Nicholas Nay’s peers describe the Norwalk High School senior as nice, polite and happy; quite a departure from the uncouth, growling, short-tempered creature the Norwalk High School senior portrays in “Beauty and the Beast.”
Those same peers describe Joe Leffler as smart, sophisticated and intelligent. It’s safe to say that, unlike his character Gaston, Leffler would not sneer at someone with a strong interest in books. It’s even safer to say Leffler would not roughly handle women.
“It’s probably the most opposite thing (that) I’d ever do,” Leffler said. He added Gaston’s antics scare him at times.
“But it’s fun,” he said about playing the character.
“He plays that part perfectly,” production director Carol Phillips chimed in.
In a way, it is fitting the actors are so different from their characters; “Beauty and the Beast” itself is a show unlike many others.
The musical, set for performances Friday, Saturday and Sunday, has such characters as forks, knives, a wardrobe, a teacup, a corkscrew, napkin and cheese grater.
They all talk.
As a result of such characters, preparing for “Beauty and the Beast” has taken more time — and fabric — then an ordinary musical.
“This is the kind of play that (makes me say) ‘Never again,’” Phillips said. She added renting all of “Beauty and the Beast’s” costumes and scenery would have cost nearly $10,000.
That will be money saved, since many of the cast members’ parents volunteered to build several costumes and set pieces.
Phillips said parents got to work on the costumes in January, as opposed to early February for previous musicals.
“It’s fabulous; fabulous,” she said, referring to their efforts. “The parents were just like ‘Oh yeah, we can do this. We can figure it out.”
While parents made most of the material, the cast rented some of the scenery from the Beck Center for the Arts, a nonprofit performing arts and arts education organization in Lakewood. The Beck Center staged “Beauty and the Beast” the last three holiday seasons.
Cast members got to see the Beck Center version, but said their production will be different.
One thing’s for certain: They will not reveal how the prince turns into a beast, or other seemingly magical transformations.
You’ll just have to watch in amazement during one of the performances, which are set for 7 p.m. Friday and Saturday and 3 p.m. Sunday at the Ernsthausen Performing Arts Center.
While the magical feats remain under wraps, there are no secrets about the costumes.
Senior Alex Fresch plays a human turned teapot, Mrs. Potts. Fresch said it took 15 yards of material and four hula hoops to create her outfit. Her mother and grandmother worked on the costume for about a month.
“It’s actually really comfortable,” Fresch said.

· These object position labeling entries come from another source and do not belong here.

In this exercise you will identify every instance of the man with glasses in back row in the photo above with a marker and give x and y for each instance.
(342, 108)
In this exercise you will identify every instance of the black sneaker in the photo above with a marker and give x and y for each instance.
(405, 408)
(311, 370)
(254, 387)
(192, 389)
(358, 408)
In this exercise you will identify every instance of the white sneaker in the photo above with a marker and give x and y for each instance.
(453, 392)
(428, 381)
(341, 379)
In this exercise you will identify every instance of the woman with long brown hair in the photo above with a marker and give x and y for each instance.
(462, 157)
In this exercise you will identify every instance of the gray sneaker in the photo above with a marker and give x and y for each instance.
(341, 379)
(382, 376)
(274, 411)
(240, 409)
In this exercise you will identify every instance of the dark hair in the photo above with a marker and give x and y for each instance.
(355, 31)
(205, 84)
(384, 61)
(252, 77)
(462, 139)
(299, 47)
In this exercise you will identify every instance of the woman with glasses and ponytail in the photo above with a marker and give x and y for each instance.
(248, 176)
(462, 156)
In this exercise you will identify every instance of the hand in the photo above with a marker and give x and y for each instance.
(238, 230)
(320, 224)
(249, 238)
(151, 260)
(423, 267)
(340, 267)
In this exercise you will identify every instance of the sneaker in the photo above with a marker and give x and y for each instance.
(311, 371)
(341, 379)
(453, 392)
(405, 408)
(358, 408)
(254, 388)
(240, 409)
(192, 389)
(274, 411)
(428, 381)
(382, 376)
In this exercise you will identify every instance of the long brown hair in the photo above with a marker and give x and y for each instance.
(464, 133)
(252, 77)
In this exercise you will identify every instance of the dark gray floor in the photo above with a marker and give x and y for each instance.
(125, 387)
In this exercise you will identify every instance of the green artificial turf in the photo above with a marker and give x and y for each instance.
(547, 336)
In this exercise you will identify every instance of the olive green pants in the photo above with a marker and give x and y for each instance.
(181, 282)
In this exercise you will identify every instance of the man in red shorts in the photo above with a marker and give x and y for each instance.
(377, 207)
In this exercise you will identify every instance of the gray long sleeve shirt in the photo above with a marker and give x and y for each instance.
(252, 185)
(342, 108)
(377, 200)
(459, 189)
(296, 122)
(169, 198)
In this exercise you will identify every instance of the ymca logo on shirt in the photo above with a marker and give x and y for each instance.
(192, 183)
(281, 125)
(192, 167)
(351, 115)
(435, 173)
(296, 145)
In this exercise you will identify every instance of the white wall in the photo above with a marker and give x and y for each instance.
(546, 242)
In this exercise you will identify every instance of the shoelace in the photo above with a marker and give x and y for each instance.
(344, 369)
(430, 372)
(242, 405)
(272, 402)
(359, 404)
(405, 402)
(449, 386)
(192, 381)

Ryan Wagner, a junior, is not as comfortable with his costume, which he described as a “big box.” Wagner plays a clock, Cogsworth, and said the swinging pendulum impedes his movement.

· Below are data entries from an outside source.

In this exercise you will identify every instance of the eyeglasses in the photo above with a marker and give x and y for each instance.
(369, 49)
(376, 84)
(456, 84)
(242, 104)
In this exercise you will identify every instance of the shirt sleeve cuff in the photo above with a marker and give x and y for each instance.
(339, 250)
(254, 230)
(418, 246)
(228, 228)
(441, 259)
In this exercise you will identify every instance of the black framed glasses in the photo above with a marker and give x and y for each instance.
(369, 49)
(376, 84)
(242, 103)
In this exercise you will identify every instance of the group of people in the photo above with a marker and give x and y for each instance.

Lindsey Aldrich, a senior, said she’s fine with her costume, as long as her shoulders are covered. She plays “Madame Wardrobe,” whose costume took her mother at least 20 hours to make. As part of the costume, Wooden sticks rest on her shoulders.
“It’s worth it,” she said, adding she just “sucks it up.”
Ditto for sophomore Ashley Silcox. “It’s uncomfortable but it’s a lot of fun so it doesn’t faze me,” said Silcox, who plays Chip the teacup.
Senior Liz Hipp, who plays Belle, almost wishes she could don one of the costumes.
“You see how much fun they’re having with these costumes,” she said.
IF YOU GO…
WHAT: “Beauty and the Beast”
WHEN: 7 p.m. Friday and Saturday as well as 3 p.m. Sunday
WHERE: Ernsthausen Performing Arts Center
TICKET INFORMATION: You will have the chance to purchase tickets from 5:30 to 8 p.m. today and Wednesday at the Ernsthausen Performing Arts Center box office.